The South Pole can potentially get flights all day from 10 in the morning to midnight. For one shift that makes for an extremely long day so Cargo runs a Day and a Swing shift. The day shift works from 730am to 530pm, while swing works 300pm to 100am. We generally switch halfway through the season and for the first half at least, I’m on swing.
It’s day all the time here, the sun being up 24/7, so it doesn’t really matter when we work; the station operates 24 hours with day, swing, and night shifts. Waking up around 11am I get a bowl of cereal and a cup of coffee and sit with friends while they eat lunch. Since we don’t start work for a few hours I have some free time to write or try to catch the internet if the satellite is up. At a quarter to 3pm I put on my gear and head out to the Cargo office. The day shift is in full swing. Christine sits down with Zondra, the other load planner, and starts working on the paperwork for the upcoming flights.
We gather in the office first for a quick summary of the day then head over to the DNF for a half hour of stretching. This is built into the schedule for everyone down here; stretching regularly significantly reduces the number of strains and sprains caused by physical labor in the cold and altitude. It’s also a lovely way to fully wake up and figure out the plan for the day. Then it’s to work.
If there are no imminent flights we start either organizing and building pallets of material to go out or tearing down recently received pallets. If it’s windy and there’s a lot of drifting we might pull up the rows of dunnage (4”x4”x6’ long pieces of wood that pallets sit on) so Equipment Ops can groom. Or we might lay down the rows of dunnage on a freshly groomed line.
As the day shift winds down we pick up where they left off. At around 1800 (6pm) we head in for lunch. It’s a little weird being 6hrs off from everyone else, having lunch and getting ready to head back to work as everyone else finishes dinner and settles in for the night, but I like the quiet and calm of swing.

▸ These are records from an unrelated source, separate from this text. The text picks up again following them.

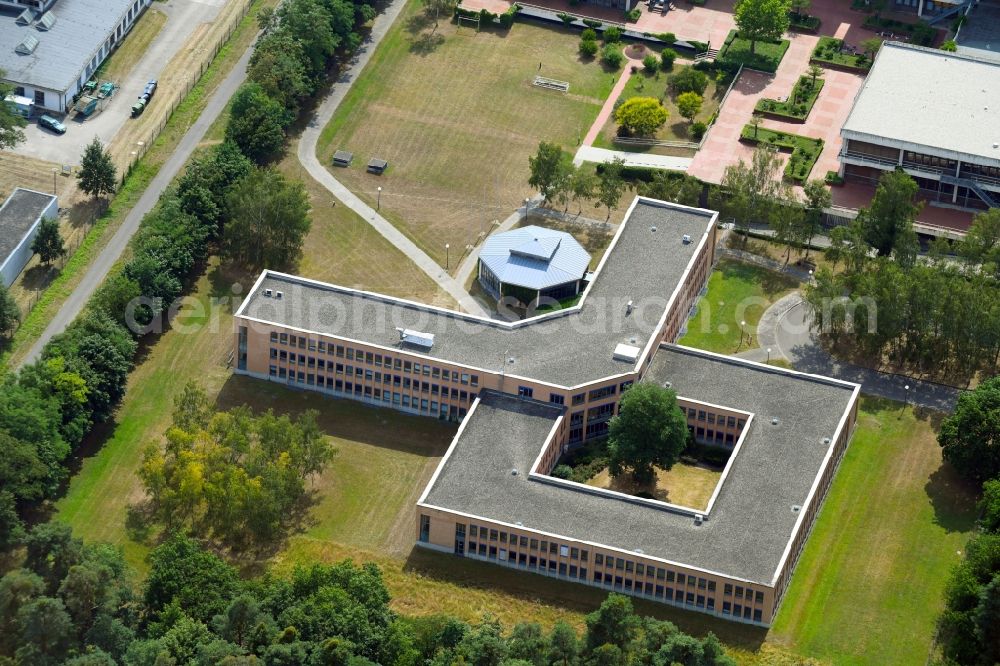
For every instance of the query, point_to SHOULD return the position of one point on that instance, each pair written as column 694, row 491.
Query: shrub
column 612, row 56
column 667, row 58
column 689, row 79
column 588, row 48
column 563, row 472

There are no, or very few, deliveries to be made as most folks work days. We can just focus on building pallets and working the flights.
This week it’s Thanksgiving so we don’t have many flights at all, last week however we were getting flights at 1900, 2000, and 2200 which made for a quick and busy shift.

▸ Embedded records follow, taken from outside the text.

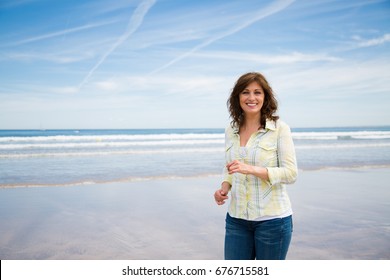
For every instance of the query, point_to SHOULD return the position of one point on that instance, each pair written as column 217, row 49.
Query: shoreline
column 174, row 177
column 338, row 214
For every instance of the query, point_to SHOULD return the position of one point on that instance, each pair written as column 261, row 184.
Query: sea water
column 68, row 157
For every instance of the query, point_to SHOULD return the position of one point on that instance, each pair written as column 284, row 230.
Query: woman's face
column 252, row 98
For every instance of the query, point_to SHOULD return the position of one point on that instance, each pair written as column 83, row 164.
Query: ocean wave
column 95, row 182
column 102, row 144
column 342, row 135
column 112, row 138
column 109, row 153
column 342, row 146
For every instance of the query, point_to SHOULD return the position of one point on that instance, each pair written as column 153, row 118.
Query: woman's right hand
column 220, row 195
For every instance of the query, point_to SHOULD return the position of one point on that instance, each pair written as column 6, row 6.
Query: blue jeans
column 262, row 240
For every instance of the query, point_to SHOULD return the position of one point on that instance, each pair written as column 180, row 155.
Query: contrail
column 270, row 10
column 135, row 21
column 59, row 33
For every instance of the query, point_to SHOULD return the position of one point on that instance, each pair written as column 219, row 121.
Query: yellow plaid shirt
column 252, row 198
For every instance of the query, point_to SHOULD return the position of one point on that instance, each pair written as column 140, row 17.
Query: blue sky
column 172, row 64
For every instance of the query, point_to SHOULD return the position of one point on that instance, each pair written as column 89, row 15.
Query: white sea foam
column 104, row 144
column 111, row 138
column 342, row 135
column 108, row 153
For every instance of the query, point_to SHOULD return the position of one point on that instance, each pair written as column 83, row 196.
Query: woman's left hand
column 237, row 166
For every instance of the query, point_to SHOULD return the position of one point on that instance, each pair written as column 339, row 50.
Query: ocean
column 77, row 157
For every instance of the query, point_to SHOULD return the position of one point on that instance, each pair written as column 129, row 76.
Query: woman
column 260, row 159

At 1930 we collect and make a pallet of any baggage for pax going out the next day and mail from the Post Office on Sundays and Wednesdays.
With little or no flights we’ve been focusing on waste pallets. Over 60% of the waste generated on USAP stations is recycled. Here at Pole we have to ship everything out to McMurdo in 100 cube “triwalls” (or the biggest burliest cardboard boxes you’ve ever seen). I’ve gotten used to it by now, but it can be a daunting process to throw out a piece of trash! Is it metal? Is it ferrous or non-ferrous, light or heavy metal? Is a cracker box bandable lightweight Non-R (non-recyclable) aka Paper Towels or is it mixed paper or cardboard? How about a piece of plastic? With a recyclable triangle mark it goes in plastic, otherwise Paper Towels. The “Wasties” are always happy to answer a quick radio call asking where something goes.
Good clothing and other reusable items are put in “Skua.” A skua is an Antarctic coastal bird that is like a really big, mean, vicious seagull. They are notorious in McMurdo for swooping down and snatching up anything food related or really just anything that catches their eye. Nothing is safe – a cookie in hand from the galley is particularly risky. So Skua has become a verb and a noun. “I just skua’d these awesome shoes!” or “Try checking Skua for a new fleece…” With baggage fees nowadays and lots of people coming and going there are often good finds.
Back to our tasking…the Wasties collect the triwalls of waste and we use the CAT 950 (aka Big Foot) to stack them on the pallets, fitting cargo nets neat and tight around the pallet (easier said than done). Averaging 88” they’re well over my head and it can be challenging to reach the side straps of the higher straps of the topnet. After they’re all built up we weigh and measure them and put them on the line to ship out on the next plane. It’s an ongoing process and with some music and good humor can even be fun. Right now we’re all working on waste to catch up from winter and to get set for when we have lots of flights again.
At midnight we start cleaning up. It takes a while to fuel the equipment and put them to bed. The diesel engines need to run for a while after being worked, so we let them idle at a low rpm as we chip off the built up snow and ice from the tracks and moving parts. It’s cold work – holding the freezing heavy metal pry bars used to chip off the ice.
After filling in our time cards it’s time to head inside for Midrats – the meal served from midnight to 0130. The station is quiet and the sun is shining into the galley. It’s a nice time to chat and laugh about the flights and drama of the shift. Then the walk back to Summer Camp and sleep.